Tuesday, August 27, 2013

Tuesday August 27 2013

Tuesday August 27 2013

Started to tell you about Midden Harbour yesterday.  Maybe too much detail on the bit I did, so maybe an overview would be better at this point.

Beecher Street is a good place to begin.  It’s the main street I mentioned yesterday, the one at the end of the alley from the marina.  Beecher street runs north to south, and the alley runs into it from the east.  The cove where the marina is lies east as well.  The Pacific is to the west and to the north.

As the spit on which the town sits broadens out to merge with the mainland, several things happen.  The run of commercial buildings that dominate Beecher stop abruptly, and there are a couple of side streets with the beginnings of Midden’s residential section.  Then the street turns east and heads inland. 

Before it starts to climb into the coastal mountains, there is one final paved road, off to the left heading North.  This is Cannery Row.  Not Steinbeck’s Cannery Row but Midden Harbour’s.  It’s a dead end that run’s part way along the inside of the cove, ending at a cluster of large, old grey buildings.  This is the sawmill, the business the employs most of the town’s workforce, and is the mainstay of the economy.  The reason the road is called Cannery and not Mill comes from the fact that that cluster of buildings, most of them anyway, were originally built to house a fish processing plant.

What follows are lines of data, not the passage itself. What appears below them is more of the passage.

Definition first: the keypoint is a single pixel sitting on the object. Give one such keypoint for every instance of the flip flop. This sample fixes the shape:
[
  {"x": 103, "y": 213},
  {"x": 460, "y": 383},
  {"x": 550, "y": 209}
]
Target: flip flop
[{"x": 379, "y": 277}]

After this, Beecher stops being a street, stops being paved, and becomes a sandy, washboard road.  It also stops being flat and starts to climb up into the coastal mountains.  On its way it pauses for a wending mile or so and lies flat across a bench.  Here, unlike the beaches below and the cedar studded slopes above, the ground is cultivated into fields. On both sides, long narrow driveways lead to homesteads.  The first of these, running north (left) ends at a massive house.  It’s the kind of house that would be considered a mansion in any other setting.  The kind of house that would be made of cut stone in the old country.  This is the Snow home. 

I’ll tell you about the Snows later.

Beyond the bench Beecher becomes a forestry road and disappears into the mountains.

That’s it; the large picture of Midden Harbour.  Hope you’ll get to know it better over time.